La deuxième moitié du XIIe siècle voit naître en Ile-de-France un grand élan de constructions : c’est le début de ce qu’on appellera plus tard l’art gothique. De Saint-Denis à Sens, Paris, Laon ou Noyon, les chantiers se multiplient pour agrandir, embellir, mettre au goût du jour les anciennes cathédrales. Chartres ne peut rester en deçà de cette effervescence générale. Peu avant le milieu du siècle on entreprend de rénover le portail d’entrée.
L’occasion d’une reconstruction totale est donnée par un nouvel incendie qui, le 10 juin 1194, détruit une partie de la cathédrale. Le trésor des reliques est conservé. L’entrée occidentale et quatre verrières romanes sont intégrées au nouvel édifice.
On décide de rebâtir la cathédrale. L’évêque Renaud de Mouçon, cousin germain du roi Philippe Auguste, s’y emploie. Autour de lui, 72 chanoines gèrent les affaires de l’évêché. Leur fortune est due aux impôts prélevés sur l’activité agricole florissante de la Beauce. Ils sont prêts à l’investir dans la construction. Le pape Innocent III soutient le travail de rénovation ecclésiale. Il restructure l’Église, initie le renouveau de la pastorale, réforme l’éducation des prêtres, réaffirme la force des sacrements en ce temps de croisade contre les Albigeois.

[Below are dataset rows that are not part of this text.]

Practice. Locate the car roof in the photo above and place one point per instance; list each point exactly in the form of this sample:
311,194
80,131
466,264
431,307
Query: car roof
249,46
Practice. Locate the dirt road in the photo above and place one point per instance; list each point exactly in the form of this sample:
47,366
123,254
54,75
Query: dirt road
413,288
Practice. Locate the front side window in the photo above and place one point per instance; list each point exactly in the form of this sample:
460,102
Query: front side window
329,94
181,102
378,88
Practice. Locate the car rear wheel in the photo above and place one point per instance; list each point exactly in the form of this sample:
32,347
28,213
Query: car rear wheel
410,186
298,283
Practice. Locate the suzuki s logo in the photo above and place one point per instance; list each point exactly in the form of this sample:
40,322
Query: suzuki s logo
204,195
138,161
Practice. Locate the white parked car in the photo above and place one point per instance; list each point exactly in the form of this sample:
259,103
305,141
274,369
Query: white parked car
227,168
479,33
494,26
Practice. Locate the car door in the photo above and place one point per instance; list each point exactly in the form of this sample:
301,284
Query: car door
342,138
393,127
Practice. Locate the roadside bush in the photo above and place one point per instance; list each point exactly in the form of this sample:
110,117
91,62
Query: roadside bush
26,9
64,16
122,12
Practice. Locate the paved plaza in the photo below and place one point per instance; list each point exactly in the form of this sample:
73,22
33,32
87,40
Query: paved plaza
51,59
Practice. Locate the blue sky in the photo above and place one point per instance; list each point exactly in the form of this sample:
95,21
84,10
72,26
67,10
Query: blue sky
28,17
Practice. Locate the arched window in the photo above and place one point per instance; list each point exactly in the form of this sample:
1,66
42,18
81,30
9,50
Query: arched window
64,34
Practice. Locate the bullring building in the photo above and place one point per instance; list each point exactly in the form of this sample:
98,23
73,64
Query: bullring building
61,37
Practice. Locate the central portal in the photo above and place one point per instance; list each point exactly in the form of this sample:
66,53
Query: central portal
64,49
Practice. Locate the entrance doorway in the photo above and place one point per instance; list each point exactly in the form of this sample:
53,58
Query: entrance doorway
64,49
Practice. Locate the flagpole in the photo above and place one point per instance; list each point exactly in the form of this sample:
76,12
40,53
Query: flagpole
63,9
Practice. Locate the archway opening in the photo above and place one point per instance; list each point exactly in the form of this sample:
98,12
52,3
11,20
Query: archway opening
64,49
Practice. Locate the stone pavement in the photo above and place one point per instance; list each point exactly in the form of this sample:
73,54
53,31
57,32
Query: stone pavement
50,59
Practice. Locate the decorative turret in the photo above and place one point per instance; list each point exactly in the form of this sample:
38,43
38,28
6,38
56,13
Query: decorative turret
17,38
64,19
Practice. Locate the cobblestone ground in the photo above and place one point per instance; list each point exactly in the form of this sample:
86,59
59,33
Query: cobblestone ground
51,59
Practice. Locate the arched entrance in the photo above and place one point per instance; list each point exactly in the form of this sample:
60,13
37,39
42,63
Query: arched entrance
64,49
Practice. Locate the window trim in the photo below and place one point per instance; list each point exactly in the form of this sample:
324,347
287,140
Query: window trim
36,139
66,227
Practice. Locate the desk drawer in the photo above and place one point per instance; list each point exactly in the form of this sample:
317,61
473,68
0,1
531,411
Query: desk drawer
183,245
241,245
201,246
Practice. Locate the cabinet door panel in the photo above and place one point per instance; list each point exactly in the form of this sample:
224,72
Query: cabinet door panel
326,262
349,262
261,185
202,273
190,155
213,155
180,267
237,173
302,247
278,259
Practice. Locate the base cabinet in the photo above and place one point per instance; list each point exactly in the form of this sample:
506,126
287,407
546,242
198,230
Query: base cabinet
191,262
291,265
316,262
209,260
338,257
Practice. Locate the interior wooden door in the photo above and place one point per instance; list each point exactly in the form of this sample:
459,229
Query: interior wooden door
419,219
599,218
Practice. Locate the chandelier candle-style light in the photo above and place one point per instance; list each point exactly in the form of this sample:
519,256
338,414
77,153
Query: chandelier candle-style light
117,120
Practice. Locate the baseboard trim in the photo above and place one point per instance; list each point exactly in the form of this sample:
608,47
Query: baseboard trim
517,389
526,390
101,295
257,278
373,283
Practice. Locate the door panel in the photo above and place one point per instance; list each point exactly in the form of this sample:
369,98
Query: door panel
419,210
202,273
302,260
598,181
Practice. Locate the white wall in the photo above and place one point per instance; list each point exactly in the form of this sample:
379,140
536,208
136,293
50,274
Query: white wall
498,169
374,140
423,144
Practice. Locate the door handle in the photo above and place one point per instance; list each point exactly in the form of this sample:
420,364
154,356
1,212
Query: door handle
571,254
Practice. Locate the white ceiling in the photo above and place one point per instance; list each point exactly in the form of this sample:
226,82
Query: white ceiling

La ville est riche. En ces temps de paix, c’est un nœud commercial florissant, un grenier à blé. Elle abrite 6 000 habitants. Politiquement Chartres ne fait pas partie du domaine royal, où elle ne sera intégrée qu’en 1286 avec Philippe le Bel. Le Comte de Chartres, à la tête d’un domaine puissant dont les terres s’étendent loin, se considère comme le rival du pouvoir capétien en pleine expansion. Une cathédrale, grande, belle, à la mesure des audacieuses constructions du territoire capétien, ne serait pas pour lui déplaire.
Comme dans toutes les villes de ce temps, une nouvelle société se développe, avec des bourgeois et des artisans actifs. Ils participent à la grande mutation économique, culturelle, sociale, religieuse des environs des années 1200. Ils ont soif eux aussi d’investir leur nouvelle richesse dans une œuvre qui retourne à Dieu cette prospérité.
Les conditions sont donc réunies pour un projet rassemblant toutes les forces vives de ce temps. La construction est rapide. Commencée en 1194, la cathédrale est rendue au culte vers 1220, tandis que la dernière main mise à la décoration consiste en la pose, en 1230, des vastes porches des transepts, préalablement sculptés. Peu de villes peuvent se vanter d’une telle rapidité. Ajouts et embellissements de détails se poursuivent jusqu’en 1260 : le 17 octobre, la cathédrale est solennellement consacrée en présence de Saint Louis.